Luiza Piccarreta pisze: to, czym Jezus jest ze swej natury, Maryja jest drogą łaski. (…) Potem spojrzałam na Jego piękne oblicze i w moim wnętrzu poczułam nieopisaną radość, i zwracając się do Niego, powiedziałam: „Moja najsłodsza Miłości, skoro ja czerpię tak wielką rozkosz, przyglądając się Tobie, to jakaż mogła być rozkosz naszej Królowej Matki, kiedy zamknąłeś się w Jej najczystszych wnętrznościach? Jakich radości, jak wiele łask Jej nie udzieliłeś?”
A On: „Córko moja, tak wiele było radości i łask, jakie w Nią wlałem, że wystarczy, że ci powiem, że to, czym Ja jestem z natury, nasza Matka stała się drogą łaski. Tym bardziej, że skoro była bez grzechu, moja łaska mogła swobodnie w Niej panować. Tak więc nie ma niczego z mojej Natury, czego bym Jej nie przekazał.”

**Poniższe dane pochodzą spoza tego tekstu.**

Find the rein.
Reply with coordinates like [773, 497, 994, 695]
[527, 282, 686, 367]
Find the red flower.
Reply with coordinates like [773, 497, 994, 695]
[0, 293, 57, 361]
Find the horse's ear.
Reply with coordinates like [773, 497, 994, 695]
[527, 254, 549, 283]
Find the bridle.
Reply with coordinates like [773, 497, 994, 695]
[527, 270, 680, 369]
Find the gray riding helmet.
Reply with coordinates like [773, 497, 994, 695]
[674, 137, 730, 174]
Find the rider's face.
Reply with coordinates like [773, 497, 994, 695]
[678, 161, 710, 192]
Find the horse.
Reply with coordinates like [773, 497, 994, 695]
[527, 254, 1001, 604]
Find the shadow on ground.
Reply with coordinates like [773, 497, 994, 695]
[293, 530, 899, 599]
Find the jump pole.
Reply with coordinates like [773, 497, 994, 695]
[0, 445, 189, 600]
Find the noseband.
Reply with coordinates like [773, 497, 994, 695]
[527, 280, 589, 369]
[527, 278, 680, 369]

W tej chwili wydawało mi się, że widziałam naszą Królową Matkę, jakby była drugim Bogiem, z tą jedyną różnicą – w Bogu jest to Jego własną naturą, w Najświętszej Maryi zdobytą łaską. Któż mógłby powiedzieć, jaka byłam zaskoczona? Jakże mój umysł zatracał się, widząc tak niezwykły cud łaski? Tak więc, zwracając się do Niego, powiedziałam Mu: „Moja droga Dobroci, nasza Matka otrzymała tyle dobra, ponieważ ukazywałeś się Jej intuicyjnie. Chciałabym wiedzieć, jak się mnie ukazujesz, abstrakcyjnym czy intuicyjnym widzeniem? Być może abstrakcyjnym.”
A On: „Chcę dać ci do zrozumienia, jaka jest różnica między jednym a drugim. W abstrakcyjnym widzeniu dusza przygląda się Bogu, w intuicyjnym wchodzi do wnętrza i otrzymuje łaski, to znaczy, otrzymuje udział w Boskiej Naturze. A ty, ile razy nie uczestniczyłaś w mojej Naturze? …” (Tom 2, 26.09.1899)

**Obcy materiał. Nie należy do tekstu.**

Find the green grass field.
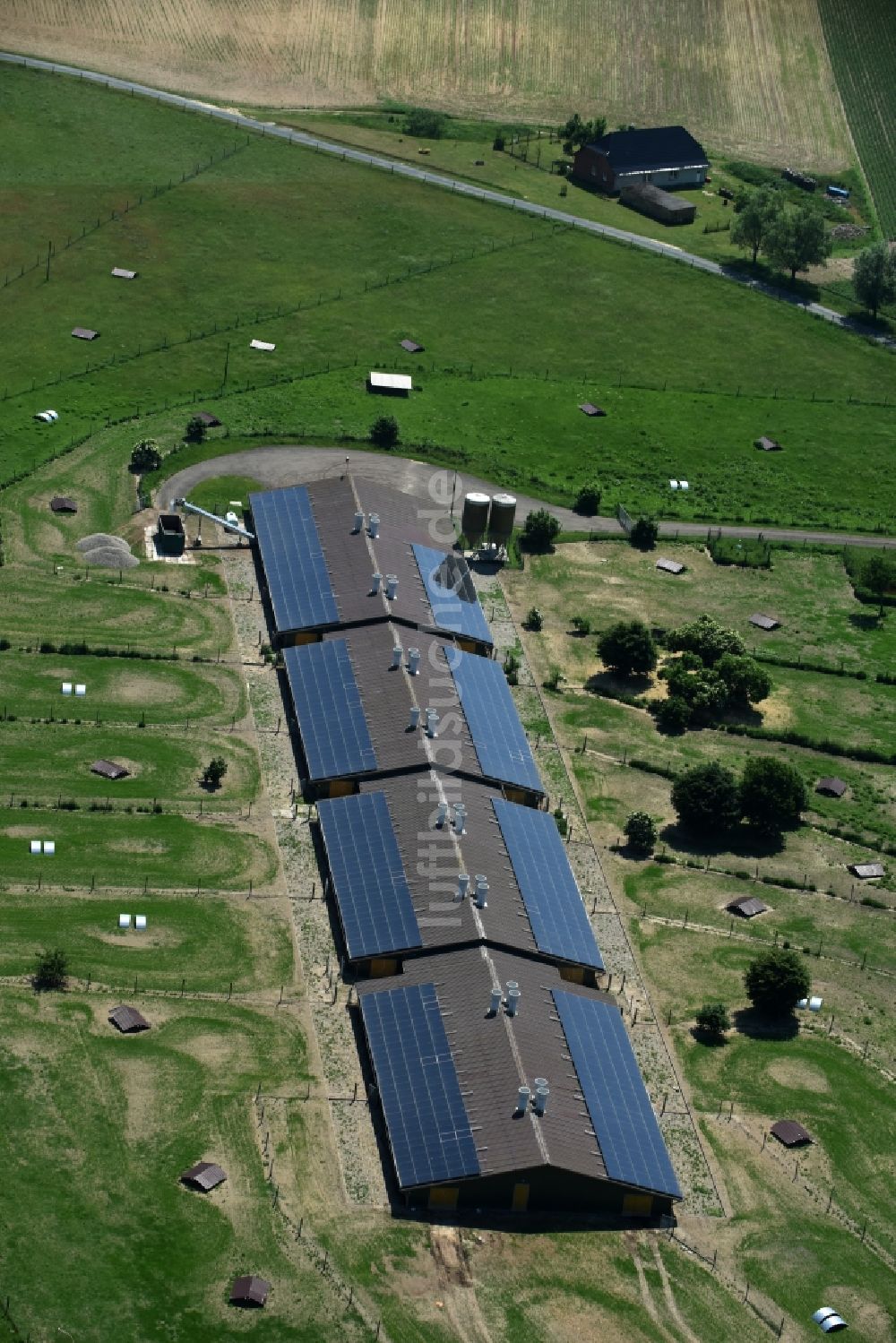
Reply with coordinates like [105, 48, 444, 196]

Serce Maryi i Serca Jezusa
Dziś rano przystąpiłam do Komunii świętej i znalazłam się razem z Jezusem. Była tam obecna Królowa Matka. Co za urok! Spojrzałam na Matkę i ujrzałam Jej Serce przemienione w Dzieciątko Jezus, spojrzałam na Syna i ujrzałam Matkę w Sercu Dzieciątka… (Tom 3, 06.01.1900)
Trójca Przenajświętsza i Maryja.
…Widziałam przed sobą niekończące się światło i zrozumiałam, że w tym Świetle przebywała Trójca Przenajświętsza, i jednocześnie widziałam przed tym Światłem Królową Matkę, która była całkowicie pochłonięta przez Trójcę Przenajświętszą i wchłaniała w siebie wszystkie Trzy Osoby Boskie, w taki sposób, że była wzbogacona trzema przymiotami Trójcy Świętej, to znaczy, Mocą, Mądrością i Miłością. I tak jak Bóg kocha ludzkość jako część Samego Siebie i jako cząstkę wychodzącą z Siebie, i gorąco pragnie, aby ta część Samego Siebie powróciła do Niego, tak też Królowa Matka, w tym uczestnicząc, kocha ludzkość miłością płomienną. (Tom 4, 26.01.1902)
Całe życie i świętość Maryi wyszły ze słowa „Fiat”.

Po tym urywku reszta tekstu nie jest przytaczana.